Individual - Taxes on personal income

Last reviewed - 01 April 2024

In principle, tax is levied on the resident taxpayer’s worldwide earned income and net wealth. However, there are important items that are exempt from income tax, as described in other sections.

Individuals without permanent or habitual residence within Liechtenstein can be subject to Liechtenstein income taxes only with respect to income from certain Liechtenstein sources. Important examples are:

  • Permanent establishments (PEs).
  • Real estate.
  • Income from employed or self-employed activity.
  • Attendance fees.
  • Rental income.

National tax

National tax rate Single person’s income (CHF*) Deduction from result (CHF) Single parent’s income (CHF) Deduction from result (CHF) Married couple’s income (CHF) Deduction from result (CHF)
Personal exemption 15,000   22,500   30,000  
1% up to 20,000 150 30,000 225 40,000 300
3% up to 40,000 550 60,000 825 80,000 1,100
4% up to 70,000 950 105,000 1,425 140,000 1,900
5% up to 100,000 1,650 150,000 2,475 200,000 3,300
6% up to 130,000 2,650 195,000 3,975 260,000 5,300
6.5% up to 160,000 3,300 240,000 4,950 320,000 6,600
7% up to 200,000 4,100 300,000 6,150 400,000 8,200
8% above 200,000 6,100 300,000 9,150 400,000 12,200

* Swiss francs

Communal tax

Communal tax is a surcharge on the national income tax due.

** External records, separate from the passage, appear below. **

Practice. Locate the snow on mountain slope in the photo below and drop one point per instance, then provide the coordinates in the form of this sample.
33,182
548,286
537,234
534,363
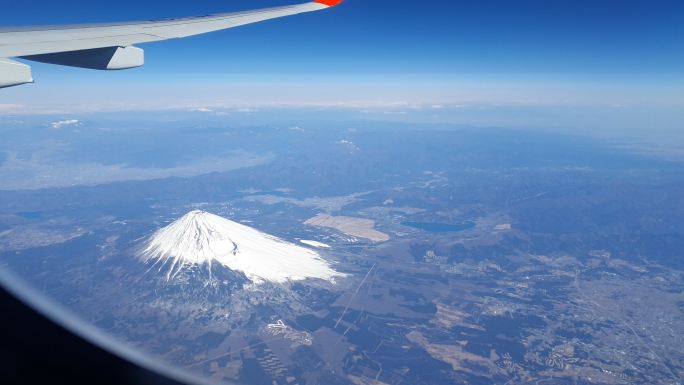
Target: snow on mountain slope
200,238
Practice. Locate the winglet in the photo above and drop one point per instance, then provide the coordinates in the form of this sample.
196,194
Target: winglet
329,3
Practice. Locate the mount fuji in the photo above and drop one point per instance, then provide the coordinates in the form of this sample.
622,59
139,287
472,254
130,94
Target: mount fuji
202,239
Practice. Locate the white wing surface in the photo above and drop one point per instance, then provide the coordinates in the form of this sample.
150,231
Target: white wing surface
110,46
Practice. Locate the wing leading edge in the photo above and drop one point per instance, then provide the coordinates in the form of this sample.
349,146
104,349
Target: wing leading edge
110,46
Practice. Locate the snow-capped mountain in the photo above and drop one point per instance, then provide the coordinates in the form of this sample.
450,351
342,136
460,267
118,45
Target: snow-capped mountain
202,239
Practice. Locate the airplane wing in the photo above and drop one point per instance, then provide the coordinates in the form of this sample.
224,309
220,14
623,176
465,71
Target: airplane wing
111,46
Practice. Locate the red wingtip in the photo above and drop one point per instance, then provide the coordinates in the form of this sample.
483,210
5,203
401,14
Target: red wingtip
329,3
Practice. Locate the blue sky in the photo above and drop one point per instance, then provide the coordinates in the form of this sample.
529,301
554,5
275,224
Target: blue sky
616,52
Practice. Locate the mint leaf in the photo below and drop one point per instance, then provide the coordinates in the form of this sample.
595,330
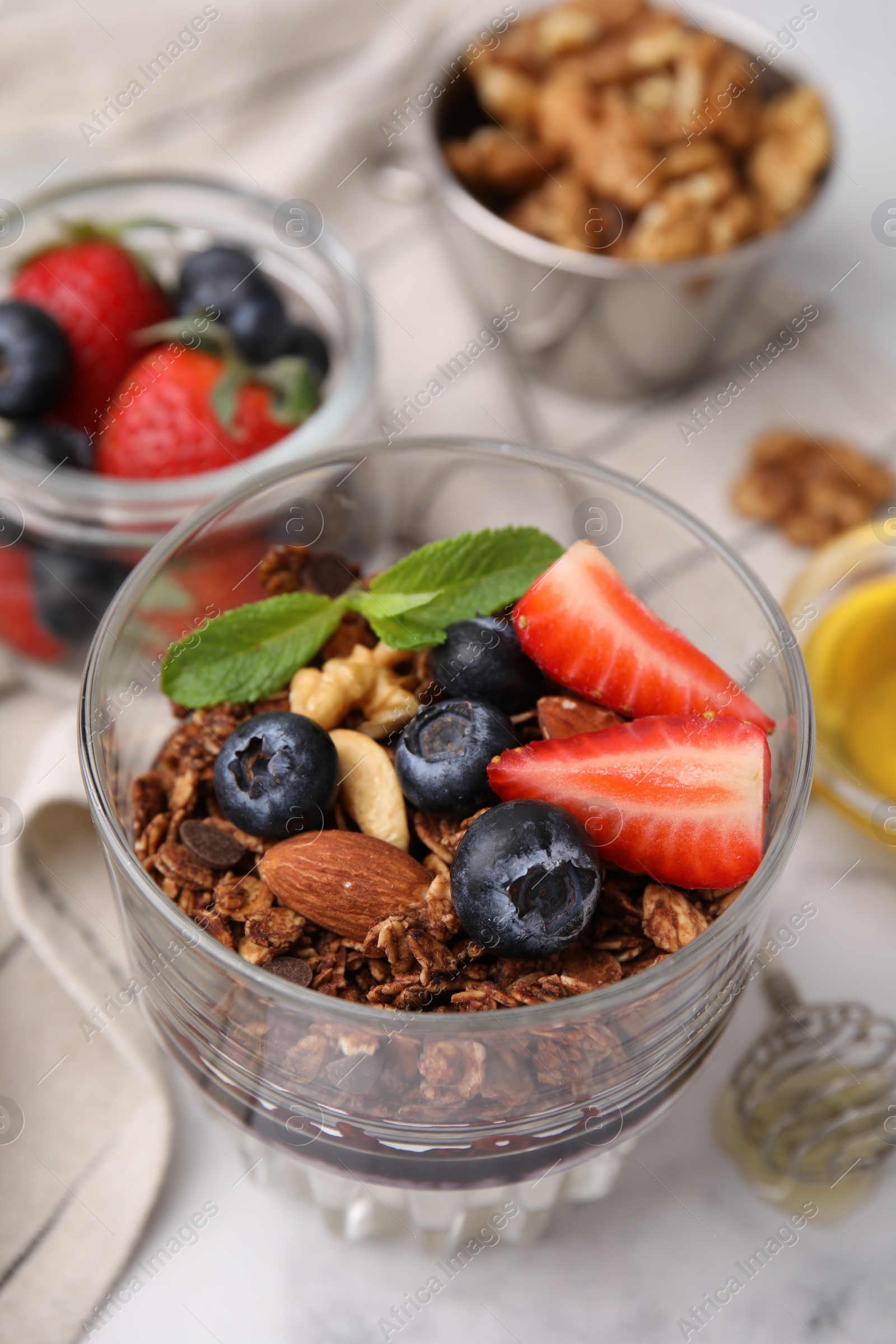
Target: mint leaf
383,605
251,651
296,391
474,575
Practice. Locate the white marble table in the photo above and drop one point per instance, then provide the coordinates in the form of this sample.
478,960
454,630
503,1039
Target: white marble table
627,1269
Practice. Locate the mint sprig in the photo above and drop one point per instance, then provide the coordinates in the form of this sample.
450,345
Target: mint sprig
253,651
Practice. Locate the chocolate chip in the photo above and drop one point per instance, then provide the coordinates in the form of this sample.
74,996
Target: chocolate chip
293,969
355,1073
213,847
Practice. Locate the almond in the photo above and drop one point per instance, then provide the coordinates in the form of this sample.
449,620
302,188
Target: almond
561,717
344,881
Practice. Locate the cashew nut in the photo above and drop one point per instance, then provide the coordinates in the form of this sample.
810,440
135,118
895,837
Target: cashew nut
368,788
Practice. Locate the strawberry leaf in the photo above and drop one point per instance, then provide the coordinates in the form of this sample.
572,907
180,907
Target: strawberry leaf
225,395
251,651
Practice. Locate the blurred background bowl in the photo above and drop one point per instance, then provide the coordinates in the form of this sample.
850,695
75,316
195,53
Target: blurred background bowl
605,326
69,536
562,1080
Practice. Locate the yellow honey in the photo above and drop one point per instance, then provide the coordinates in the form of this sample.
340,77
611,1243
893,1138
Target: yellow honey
851,657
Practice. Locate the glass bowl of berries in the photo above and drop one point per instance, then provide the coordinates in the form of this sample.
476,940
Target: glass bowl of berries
446,871
628,174
162,339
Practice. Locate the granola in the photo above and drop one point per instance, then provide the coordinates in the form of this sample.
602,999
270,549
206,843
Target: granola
419,959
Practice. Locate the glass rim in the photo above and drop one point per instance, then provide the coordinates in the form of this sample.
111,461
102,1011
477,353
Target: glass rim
88,487
624,992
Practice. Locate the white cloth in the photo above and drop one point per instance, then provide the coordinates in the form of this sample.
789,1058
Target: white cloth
82,1175
285,95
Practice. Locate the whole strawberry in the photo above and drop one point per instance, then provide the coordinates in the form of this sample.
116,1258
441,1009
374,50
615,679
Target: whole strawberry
180,412
100,296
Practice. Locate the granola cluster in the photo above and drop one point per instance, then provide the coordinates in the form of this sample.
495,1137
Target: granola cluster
417,959
612,125
810,488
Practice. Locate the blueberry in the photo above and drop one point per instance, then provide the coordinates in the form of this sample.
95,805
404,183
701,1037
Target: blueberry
276,774
444,753
52,445
35,362
73,592
305,342
483,659
526,879
258,326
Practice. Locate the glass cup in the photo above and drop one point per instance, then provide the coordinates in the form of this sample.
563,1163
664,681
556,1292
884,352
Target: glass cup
68,536
440,1101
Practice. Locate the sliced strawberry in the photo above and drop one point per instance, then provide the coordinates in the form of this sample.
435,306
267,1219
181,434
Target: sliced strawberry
163,421
680,799
589,631
100,296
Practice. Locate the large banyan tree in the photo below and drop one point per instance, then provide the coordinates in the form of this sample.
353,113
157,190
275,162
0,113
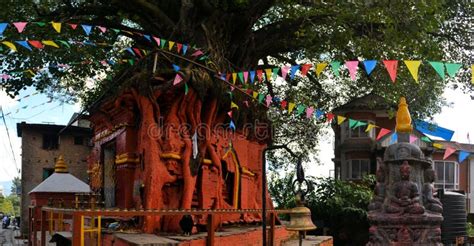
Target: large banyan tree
235,35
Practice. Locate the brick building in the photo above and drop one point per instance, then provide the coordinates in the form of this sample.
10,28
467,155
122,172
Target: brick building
356,150
41,145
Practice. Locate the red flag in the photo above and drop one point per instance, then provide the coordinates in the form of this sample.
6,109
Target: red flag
391,66
382,133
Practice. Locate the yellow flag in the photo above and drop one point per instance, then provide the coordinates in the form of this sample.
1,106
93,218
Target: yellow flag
369,127
57,26
233,105
340,119
291,106
10,45
50,43
268,73
437,145
413,68
170,44
472,74
320,67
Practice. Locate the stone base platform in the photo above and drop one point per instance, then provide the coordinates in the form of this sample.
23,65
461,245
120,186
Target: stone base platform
405,229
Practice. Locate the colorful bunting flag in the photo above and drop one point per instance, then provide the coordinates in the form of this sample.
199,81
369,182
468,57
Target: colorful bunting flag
462,155
391,66
438,67
352,66
413,68
369,66
449,151
320,67
382,133
452,68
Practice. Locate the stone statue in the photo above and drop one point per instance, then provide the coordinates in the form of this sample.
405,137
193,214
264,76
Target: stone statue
379,193
429,201
406,197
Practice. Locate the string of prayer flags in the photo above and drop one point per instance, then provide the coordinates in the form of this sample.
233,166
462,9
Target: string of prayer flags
449,151
391,66
382,133
369,66
413,68
352,66
462,155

Communities levy a surcharge of between 150% and 180%. The surcharges are fixed annually by the local governments. Consequently, the tax rate consists of the national tax rate combined with the surcharges, which results in tax rates from 2.5% to 22.4%.

For individuals with a limited tax liability who are ordinary tax-assessed, a general municipal multiplier of 150% will be applied.

Lump sum taxation (tax based on expenditure)

In the case of persons who, for the first time or after at least ten years away from the country, take up residence or habitual abode in Liechtenstein, are not Liechtenstein citizens, do not work in Liechtenstein, and finance their costs of living through the income from their wealth or other funds received from abroad, a tax based on expenditure may, upon application, be levied in lieu of the wealth tax and income tax. Real estate situated in Liechtenstein is subject to the wealth tax.